More Stairs! More Stars!October 9, 2006
There could not *be* any more stairs than there are in The Great Ziegfeld. Or, stars: William Powll, Myrna Loy, Ray Bolger, Virginia Bruce, Fanny Brice, Frank Morgan, Uncle Charlie from ” My Three Sons” And yet William Powell’s Ziegfeld’s biggest regret is that there weren’t enough stairs. How about a keener editor…it’s a almost a three hour movie (I mean, really: Some of these numbers went on for an hour. Luise Rainer we’re pointing our finger at you). But it was great to see a pretty decent musical win the best picture award. And it was very entertaining. Frank Morgan and William Powell made a great comedy team.
And it was fun watching an old black and white grainy movie with actors that my kids recognized. Of course, they’re all (both of them) Wizard of Oz related. So thanks, Frank and thanks Ray Bolger. And thanks, Myrna Loy for playing Billie Burke. Who played Glinda. Wow, a lot did happen before Dorothy dropped in.
Some points we want to remember:
- William Powell and his William Powellness was the reason they invented the word “suave.”
- Ray Bolger, most underrated dancer, ever.
- Fanny Brice was a Funny Girl! (although Streisand could sing rings around her).
- Myrny Loy, most underrated film actress, ever.

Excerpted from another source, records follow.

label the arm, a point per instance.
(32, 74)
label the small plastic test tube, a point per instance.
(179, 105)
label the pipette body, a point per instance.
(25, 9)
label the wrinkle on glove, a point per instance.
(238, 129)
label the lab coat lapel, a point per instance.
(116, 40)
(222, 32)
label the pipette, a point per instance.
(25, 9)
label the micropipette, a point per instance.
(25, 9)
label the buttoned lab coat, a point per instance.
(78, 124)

Love her.
- Luise Rainer, still alive (as of 10/8/06)!!?! Well, bless her!
- Cedric Gibbons, they should name that Art Direction Oscar after you. Yowza, That “Pretty Girl is Like a Melody” number. Highlight of this project, so far.
For dinner I went with the Broadway, New York feel. So we had Yankee Pot Roast. It’s truly one of the best pot roasts ever (my dad’s barbecued pot roast being the pot roast ever; the one that God orders when He’s in a Pot Roast mood.) But, this pot roast, this Yankee pot roast is good too, it could undoubtably have defeated those Tigers, if only Joe had put it in a game or two. It (the pot roast) also, seriously, is a lot of fun to make (so easy!) and a truly great recipe in so many ways. I don’t want to spoil how fun this recipe is…so please read it. Make the Pot Roast, and for heaven’s sake, sing too:
For dessert I made an Apple Crumb Pie from a recipe from the Magnolia Bakery cookbook. I’ve never been to the Magnolia Bakery in New York. But I’ve made about half a dozen recipes from this cook book and they always com eout amazingly perfect. And this pie was perfect. And I’ve made about a million pies before. And this pie. Perfect.

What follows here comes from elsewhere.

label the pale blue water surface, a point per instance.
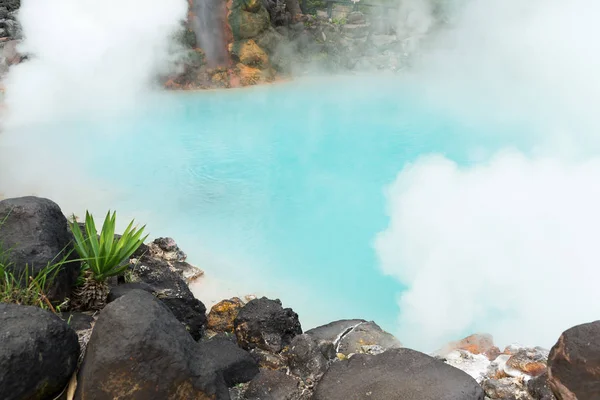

Magnolia Bakery’s Apple Crumb Pie
1/1/2 cups flour
1/2 cup shortening
1/3 cup ice water ( and ice water is *really* important to a good crust) .

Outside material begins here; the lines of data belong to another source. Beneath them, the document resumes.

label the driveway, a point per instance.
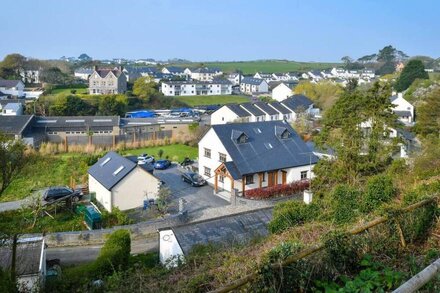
(197, 198)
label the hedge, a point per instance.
(277, 190)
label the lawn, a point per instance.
(251, 67)
(175, 152)
(43, 171)
(212, 100)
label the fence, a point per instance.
(307, 252)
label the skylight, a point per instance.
(105, 161)
(118, 170)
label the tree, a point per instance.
(11, 66)
(428, 115)
(145, 88)
(414, 69)
(360, 151)
(12, 159)
(113, 105)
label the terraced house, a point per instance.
(107, 81)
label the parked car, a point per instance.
(187, 161)
(193, 178)
(56, 192)
(146, 160)
(162, 164)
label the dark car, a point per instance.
(187, 161)
(162, 164)
(193, 178)
(54, 193)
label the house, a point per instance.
(176, 242)
(230, 113)
(403, 109)
(119, 182)
(251, 85)
(12, 109)
(107, 81)
(83, 73)
(204, 73)
(281, 92)
(244, 156)
(196, 88)
(12, 87)
(29, 262)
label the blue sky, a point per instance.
(205, 30)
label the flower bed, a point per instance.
(277, 190)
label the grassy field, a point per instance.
(212, 100)
(251, 67)
(175, 152)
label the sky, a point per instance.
(223, 30)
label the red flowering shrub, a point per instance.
(277, 190)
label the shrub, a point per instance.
(292, 213)
(344, 202)
(115, 254)
(379, 190)
(277, 190)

Put the flour in the bowl of your Kitchenaid mix master (and if you dont have a K itchenaid mix master, get one. Now). Add the shortening and mix using the dough hook until the pieces are pea sized. Sprinkle the ice water over the flour mixture and blend using the dough hook until it forms a ball. Roll it out, using plenty of flour so that the dough does not stick and fit it into a 9 inch pie dish. Try to have one of those great Emile Henry pie dishes from Williams-Sonoma or HomeGoods. It helps.
For the filling: peel , core and chop about 5-6 medium sized tart apples (granny smith, rome) add 1 tablespoon flour, a pinch of cinnamon, a grating or two of fresh nutmeg & 3 tablespoon of sugar. Mix together and pour into the pie shell.
for the topping: blend 2 cups flour 1 1/3 cups brown sugar and 1 cup (2 sticks) butter in your lifesaving mixmaster until the mixture resemble coarse crumbs. Remember to feel lucky that you have that mixmaster: it’s doing *all* the work. Put the topping on top of the apple mixture and bake at 425 degrees for ten minutes, then reduce the temp to 375 and bake for another 25-30ish minutes until its golden brown on top. If you’re the total hedonist serve with whipped cream, or vanilla ice cream, but you really won’t need it, this pie is like the Rockefellers, it’s rich.